Face au manque de débouchés professionnels, les milliers de lauréats des universités burundaises font la course aux stages. Une manne pour certains employeurs véreux qui exploitent dans tous les sens du terme cette main-d’œuvre bon marché. Cette situation indigne le blogueur Yannick Ndayisaba.
Numériquement majoritaires et largement touchés par le chômage, les jeunes cherchent confusément des réponses aux angoissantes questions qu’ils se posent sur leur avenir. « J’ai des stages professionnels à pourvoir », dira le gentil employeur. Alors une question à deux sous : ces employeurs cherchent-ils à éradiquer le chômage qui engloutit les jeunes ou plutôt à profiter d’une main d’œuvre bon marché qu’il génère ?
Le marché du travail au Burundi, bien qu’exigu, fourmille de jeunes stagiaires. Une mine inépuisable d’énergie que nous fournissent en quantité « suffocante » les universités locales. Contrairement à l’idée reçue d’une jeunesse naïve et indolente, ces derniers trempent leurs mains dans le cambouis.
Les jeunes burundaises stagiaires sont partout présents et … pourtant si absents. Ils veillent du soir au matin dans les hôpitaux. Ils vous accueillent sourire aux lèvres et sueur au front dans des banques. Ils surabondent dans les sociétés de télécommunications, répondant aux appels de « grincheux » clients quitte à entendre le retentissement des sonneries dans leur sommeil. Ils sont quasiment partout… Ils fournissent chaque jour un effort sincère pour se rapprocher d’un emploi décent (avant que le destin jaloux ne les dépouille de tout espoir d’atteindre la terre promise).
Un remède au chômage ou une pratique spéculative?
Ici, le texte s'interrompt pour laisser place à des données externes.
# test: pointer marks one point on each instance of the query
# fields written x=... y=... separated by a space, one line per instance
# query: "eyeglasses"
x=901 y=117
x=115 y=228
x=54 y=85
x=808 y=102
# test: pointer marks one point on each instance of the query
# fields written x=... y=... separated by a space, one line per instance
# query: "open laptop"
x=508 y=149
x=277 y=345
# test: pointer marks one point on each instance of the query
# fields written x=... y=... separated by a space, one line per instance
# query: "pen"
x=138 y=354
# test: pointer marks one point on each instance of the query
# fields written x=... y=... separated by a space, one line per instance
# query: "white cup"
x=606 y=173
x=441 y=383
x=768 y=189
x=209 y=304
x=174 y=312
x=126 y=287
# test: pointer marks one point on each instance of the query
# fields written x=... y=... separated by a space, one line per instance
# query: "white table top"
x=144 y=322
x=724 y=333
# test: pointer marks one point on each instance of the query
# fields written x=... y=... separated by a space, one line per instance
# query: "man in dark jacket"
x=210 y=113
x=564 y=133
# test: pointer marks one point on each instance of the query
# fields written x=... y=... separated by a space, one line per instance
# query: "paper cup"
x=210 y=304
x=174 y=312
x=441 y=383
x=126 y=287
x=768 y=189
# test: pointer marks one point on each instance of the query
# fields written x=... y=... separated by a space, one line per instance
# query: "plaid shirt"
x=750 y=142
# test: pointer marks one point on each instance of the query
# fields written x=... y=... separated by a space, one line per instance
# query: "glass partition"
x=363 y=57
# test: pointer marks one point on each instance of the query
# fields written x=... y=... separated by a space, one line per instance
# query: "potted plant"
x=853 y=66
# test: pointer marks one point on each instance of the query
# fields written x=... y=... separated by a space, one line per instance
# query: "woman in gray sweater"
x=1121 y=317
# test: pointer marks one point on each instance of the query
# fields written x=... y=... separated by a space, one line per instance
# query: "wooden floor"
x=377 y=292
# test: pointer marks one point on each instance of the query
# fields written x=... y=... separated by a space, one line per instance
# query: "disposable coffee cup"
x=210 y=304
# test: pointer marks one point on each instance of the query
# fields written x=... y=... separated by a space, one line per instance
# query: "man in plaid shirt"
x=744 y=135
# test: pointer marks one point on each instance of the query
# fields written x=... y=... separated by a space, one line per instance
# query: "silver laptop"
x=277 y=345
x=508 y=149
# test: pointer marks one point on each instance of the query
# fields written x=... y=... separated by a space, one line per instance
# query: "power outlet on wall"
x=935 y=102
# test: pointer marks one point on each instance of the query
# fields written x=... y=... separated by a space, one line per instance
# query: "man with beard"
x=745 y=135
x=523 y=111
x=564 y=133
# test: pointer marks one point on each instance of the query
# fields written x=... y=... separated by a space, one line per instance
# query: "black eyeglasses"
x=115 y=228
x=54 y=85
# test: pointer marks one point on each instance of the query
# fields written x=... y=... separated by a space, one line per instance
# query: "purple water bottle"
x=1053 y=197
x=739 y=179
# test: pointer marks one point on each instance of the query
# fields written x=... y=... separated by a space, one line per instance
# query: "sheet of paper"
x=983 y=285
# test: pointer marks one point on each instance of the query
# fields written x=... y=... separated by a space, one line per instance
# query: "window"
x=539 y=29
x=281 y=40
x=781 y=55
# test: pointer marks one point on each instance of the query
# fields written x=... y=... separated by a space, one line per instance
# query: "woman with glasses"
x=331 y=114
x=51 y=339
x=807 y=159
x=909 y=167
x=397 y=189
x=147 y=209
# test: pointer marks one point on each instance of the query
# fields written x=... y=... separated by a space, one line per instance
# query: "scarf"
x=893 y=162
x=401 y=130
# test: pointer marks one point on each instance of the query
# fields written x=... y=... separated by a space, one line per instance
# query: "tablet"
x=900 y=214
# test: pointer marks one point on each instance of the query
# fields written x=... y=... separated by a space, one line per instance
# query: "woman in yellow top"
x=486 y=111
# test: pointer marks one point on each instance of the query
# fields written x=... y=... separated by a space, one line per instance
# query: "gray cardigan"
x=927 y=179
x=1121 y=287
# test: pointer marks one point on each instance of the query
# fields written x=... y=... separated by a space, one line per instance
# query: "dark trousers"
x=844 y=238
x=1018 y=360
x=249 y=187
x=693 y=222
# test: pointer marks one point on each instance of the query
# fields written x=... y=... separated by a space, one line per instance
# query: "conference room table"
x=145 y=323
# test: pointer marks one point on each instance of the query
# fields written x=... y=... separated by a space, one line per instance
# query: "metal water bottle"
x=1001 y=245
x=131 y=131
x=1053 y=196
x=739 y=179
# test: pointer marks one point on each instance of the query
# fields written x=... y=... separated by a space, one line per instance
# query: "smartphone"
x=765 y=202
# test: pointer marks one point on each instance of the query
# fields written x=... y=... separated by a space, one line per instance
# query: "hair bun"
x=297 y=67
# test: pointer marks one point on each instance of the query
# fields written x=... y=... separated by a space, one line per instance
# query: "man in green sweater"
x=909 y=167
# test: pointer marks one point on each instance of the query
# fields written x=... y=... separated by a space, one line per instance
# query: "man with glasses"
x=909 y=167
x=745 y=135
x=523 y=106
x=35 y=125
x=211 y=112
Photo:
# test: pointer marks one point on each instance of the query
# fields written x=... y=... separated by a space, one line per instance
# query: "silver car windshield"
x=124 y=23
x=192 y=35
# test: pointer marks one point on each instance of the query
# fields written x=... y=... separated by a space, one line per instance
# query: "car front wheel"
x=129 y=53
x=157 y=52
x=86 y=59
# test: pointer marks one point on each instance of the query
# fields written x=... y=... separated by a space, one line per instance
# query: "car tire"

Qu’y a-t-il de mal à encadrer une jeunesse désœuvrée et désorientée ? Je n’en vois aucun. Ces employeurs méritent, a fortiori, d’exonérations d’impôts en reconnaissance de leur aimable contribution au développement. Cependant, un stagiaire qui s’est attelé au travail pendant deux ou trois ans ne le voit certainement pas ainsi. Encore moins celui qui a couru au milieu des rafales, remuant des piles de dossiers de l’aube au crépuscule et n’en a récolté qu’un certificat en guise de médaille.
Beaucoup de stagiaires portent des témoignages accablants contre un jeu déloyal qui exploite leurs espoirs, menotte leur présent et « grille » leur avenir. D’ailleurs, ils ne sont pas les seuls à tirer la sonnette d’alarme. Dans un de ses tweets, le FORSC dénonce une fraude fiscale dans une des entreprises locales.
Les stages professionnels : un marché tout trouvé
Le contrat de travail impose des exigences en termes d’impôts sur les revenus, ainsi que le paiement de cotisations à la sécurité sociale. Des exigences coûteuses alors que l’entreprise cherche à faire des bénéfices en flèche. Ne serait-ce pas une des raisons de recruter plus de pseudo-stagiaires que d’employés ?
Certes ces employeurs n’ont pas de visées altruistes. Mais il y a lieu de se demander si leur course aux résultats positifs ne prime pas sur le bien-être de ceux qui les produisent. Un stagiaire n’a pas droit en principe au congé. Cependant, devrait-il être privé de ses frais pour son absence en raison de maladie ?
Pourquoi certaines entreprises renvoient-elles leurs stagiaires tous les six mois ? Ne serait-ce pas pour écarter toute possibilité d’engagement tacite ? Pourquoi à la fin du mois, les frais de transport sont payés en main propre, par transfert mobile ou par une personne tierce et jamais via une banque ? Ne serait-ce pas pour éviter que le stagiaire constitue une preuve de paiement régulier pour les prestations effectuées au delà du délai de stage ? Car là, franchement, il pourrait dribbler l’employeur à son tour.
« La loi de l’offre et de la demande. » Voilà le bouclier cher aux employeurs burundais. A tout stagiaire qui ose lever le petit doigt, on lui sort sadiquement le couplet sur le chômage. Un couplet qui lui remue les méninges et lui impose un compromis moral.